Fabric to appeal against licence ruling

Fabric to appeal against licence ruling

Fabric nightclub is to appeal against Islington Council’s decision to permanently revoke its licence.

The appeal is being backed by the Night Time Industries Association, which is bidding to raise £500,000 to help with the London club’s legal fees, reports Mixmag.

The council cited major safety concerns as the key reasons for the closure following the recent drug-related deaths of two teenagers at the nightspot.

"Fabric is extremely disappointed with Islington Council's decision to revoke our licence,” said the club in a statement. “Closing Fabric is not the answer to the drug-related problems clubs like ours are working to prevent, and sets a troubling precedent for the future of London's night time economy."

The music community has united behind the Farringdon nightspot in protest at the ruling. “The decision on September 6 on the future of Fabric London isn’t just about one venue – this is about the future of London,” said Tom Sutton-Roberts, general manager at east London’s Troxy. “This is about protecting an institution. This is about London remaining the greatest city in the world. This is about nurturing London as a hive of art, music and culture.
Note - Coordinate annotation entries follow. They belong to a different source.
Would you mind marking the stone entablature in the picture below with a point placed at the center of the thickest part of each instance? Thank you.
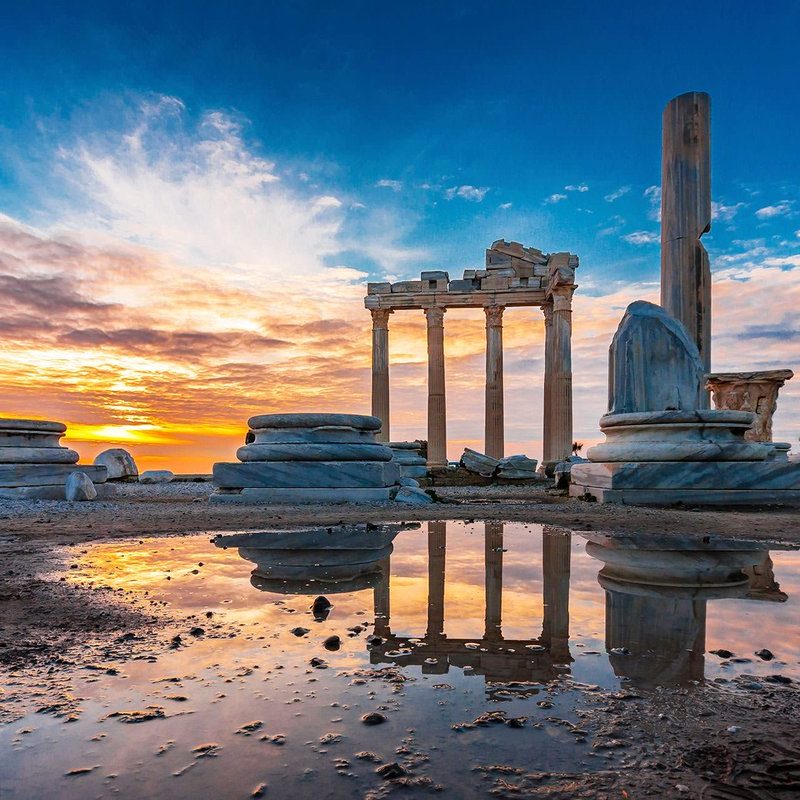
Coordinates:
(513, 276)
(756, 392)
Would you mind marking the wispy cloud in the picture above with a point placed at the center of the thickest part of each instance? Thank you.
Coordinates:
(616, 194)
(725, 213)
(473, 194)
(641, 237)
(781, 209)
(653, 195)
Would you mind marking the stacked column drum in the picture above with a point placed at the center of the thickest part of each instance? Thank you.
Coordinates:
(34, 465)
(309, 458)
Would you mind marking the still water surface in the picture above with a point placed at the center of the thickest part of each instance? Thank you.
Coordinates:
(471, 618)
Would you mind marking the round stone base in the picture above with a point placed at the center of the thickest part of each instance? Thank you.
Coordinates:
(703, 435)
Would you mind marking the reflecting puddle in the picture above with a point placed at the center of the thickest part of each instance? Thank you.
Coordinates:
(438, 624)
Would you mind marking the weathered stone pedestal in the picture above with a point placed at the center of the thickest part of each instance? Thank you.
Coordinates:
(33, 465)
(662, 447)
(309, 458)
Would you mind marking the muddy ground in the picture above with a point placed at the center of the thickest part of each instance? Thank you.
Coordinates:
(716, 741)
(183, 508)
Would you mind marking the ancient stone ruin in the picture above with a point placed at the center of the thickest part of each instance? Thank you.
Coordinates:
(513, 276)
(661, 446)
(311, 458)
(751, 391)
(34, 465)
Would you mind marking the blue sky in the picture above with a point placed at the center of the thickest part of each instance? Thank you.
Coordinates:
(404, 136)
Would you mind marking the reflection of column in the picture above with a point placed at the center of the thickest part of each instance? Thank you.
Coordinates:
(555, 589)
(381, 599)
(437, 539)
(494, 444)
(558, 376)
(437, 410)
(665, 637)
(380, 369)
(493, 564)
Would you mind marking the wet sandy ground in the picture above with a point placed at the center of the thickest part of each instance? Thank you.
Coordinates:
(713, 741)
(183, 508)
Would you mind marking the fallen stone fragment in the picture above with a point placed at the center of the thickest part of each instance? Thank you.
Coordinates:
(367, 755)
(320, 608)
(390, 771)
(207, 750)
(131, 716)
(81, 771)
(480, 463)
(412, 496)
(156, 476)
(79, 487)
(249, 727)
(118, 462)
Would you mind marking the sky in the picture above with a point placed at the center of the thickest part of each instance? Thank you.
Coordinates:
(194, 195)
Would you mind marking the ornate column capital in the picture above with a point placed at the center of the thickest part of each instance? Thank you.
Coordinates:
(494, 316)
(380, 318)
(562, 298)
(435, 316)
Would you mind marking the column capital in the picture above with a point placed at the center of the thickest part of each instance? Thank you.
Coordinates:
(434, 315)
(562, 298)
(380, 318)
(494, 316)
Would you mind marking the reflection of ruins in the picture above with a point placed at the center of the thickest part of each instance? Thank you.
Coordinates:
(657, 600)
(515, 276)
(491, 655)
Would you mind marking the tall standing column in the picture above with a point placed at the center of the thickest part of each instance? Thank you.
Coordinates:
(686, 216)
(380, 370)
(437, 409)
(558, 377)
(547, 456)
(494, 443)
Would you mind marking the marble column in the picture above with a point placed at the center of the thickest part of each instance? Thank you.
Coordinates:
(494, 443)
(547, 310)
(437, 409)
(556, 555)
(686, 216)
(380, 369)
(493, 565)
(557, 433)
(437, 541)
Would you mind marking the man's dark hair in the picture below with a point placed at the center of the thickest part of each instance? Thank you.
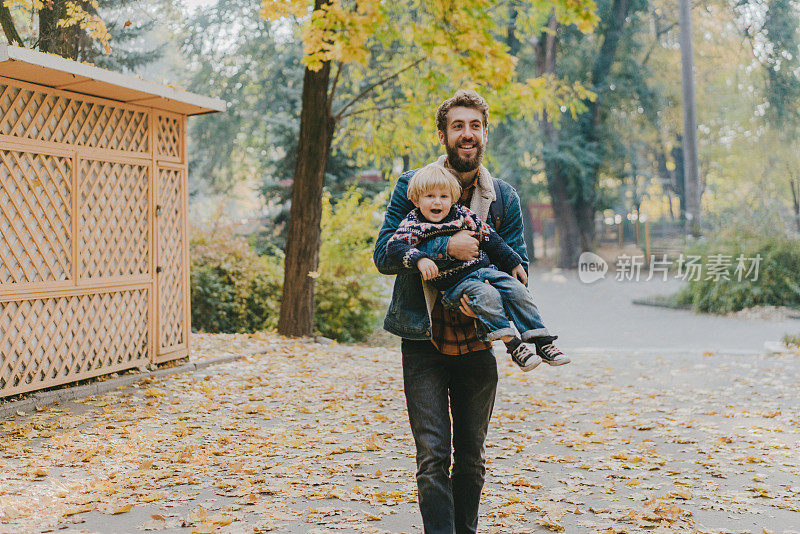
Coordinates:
(465, 99)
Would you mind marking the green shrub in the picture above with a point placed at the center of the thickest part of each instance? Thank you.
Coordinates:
(233, 288)
(236, 290)
(348, 290)
(778, 282)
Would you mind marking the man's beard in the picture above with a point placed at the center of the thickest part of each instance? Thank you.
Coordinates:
(460, 164)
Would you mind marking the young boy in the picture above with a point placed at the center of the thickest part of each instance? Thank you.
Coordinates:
(498, 303)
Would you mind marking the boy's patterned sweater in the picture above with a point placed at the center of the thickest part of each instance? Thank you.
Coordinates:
(415, 228)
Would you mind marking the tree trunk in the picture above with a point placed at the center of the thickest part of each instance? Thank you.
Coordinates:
(795, 186)
(303, 233)
(9, 28)
(564, 212)
(557, 179)
(527, 229)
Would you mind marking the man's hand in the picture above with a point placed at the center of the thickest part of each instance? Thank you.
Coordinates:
(427, 268)
(519, 273)
(464, 306)
(463, 246)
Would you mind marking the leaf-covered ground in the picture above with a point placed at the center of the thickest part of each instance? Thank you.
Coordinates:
(312, 438)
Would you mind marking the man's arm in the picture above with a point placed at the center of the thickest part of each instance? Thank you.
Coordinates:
(511, 229)
(399, 206)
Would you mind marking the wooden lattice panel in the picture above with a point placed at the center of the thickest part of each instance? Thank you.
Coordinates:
(171, 242)
(66, 119)
(46, 342)
(169, 138)
(35, 217)
(114, 219)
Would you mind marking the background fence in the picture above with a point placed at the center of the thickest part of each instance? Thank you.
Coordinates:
(93, 252)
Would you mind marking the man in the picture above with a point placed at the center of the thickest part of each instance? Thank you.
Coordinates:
(447, 369)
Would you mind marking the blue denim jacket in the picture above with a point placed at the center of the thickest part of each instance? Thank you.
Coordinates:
(408, 316)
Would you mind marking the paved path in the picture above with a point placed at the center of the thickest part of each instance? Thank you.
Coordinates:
(602, 315)
(314, 439)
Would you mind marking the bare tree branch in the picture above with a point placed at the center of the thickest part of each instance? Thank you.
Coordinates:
(7, 22)
(332, 92)
(366, 110)
(369, 89)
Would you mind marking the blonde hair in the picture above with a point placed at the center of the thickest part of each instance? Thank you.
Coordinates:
(430, 177)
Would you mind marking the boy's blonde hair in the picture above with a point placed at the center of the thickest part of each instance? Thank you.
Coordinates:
(430, 177)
“The night tube will have nothing but the ghosts of London’s clubbing past using it in five years’ time if we don’t act now to protect our livelihoods.”

London Mayor Sadiq Khan earlier expressed his “disappointment” at the decision. “London’s iconic clubs are an essential part of our cultural landscape,” said Khan, who last month issued a response to a petition calling on him to safeguard the future of the venue. “Clubbing needs to be safe but I’m disappointed that Fabric, Islington Council and the Metropolitan Police were unable to reach agreement on how to address concerns about public safety.

“The issues faced by Fabric point to a wider problem of how we protect London’s night-time economy, while ensuring it is safe and enjoyable for everyone.”

Digital and culture minister Matt Hancock declared the closure to be “very sad” – but declined to intervene in the decision to shut it down.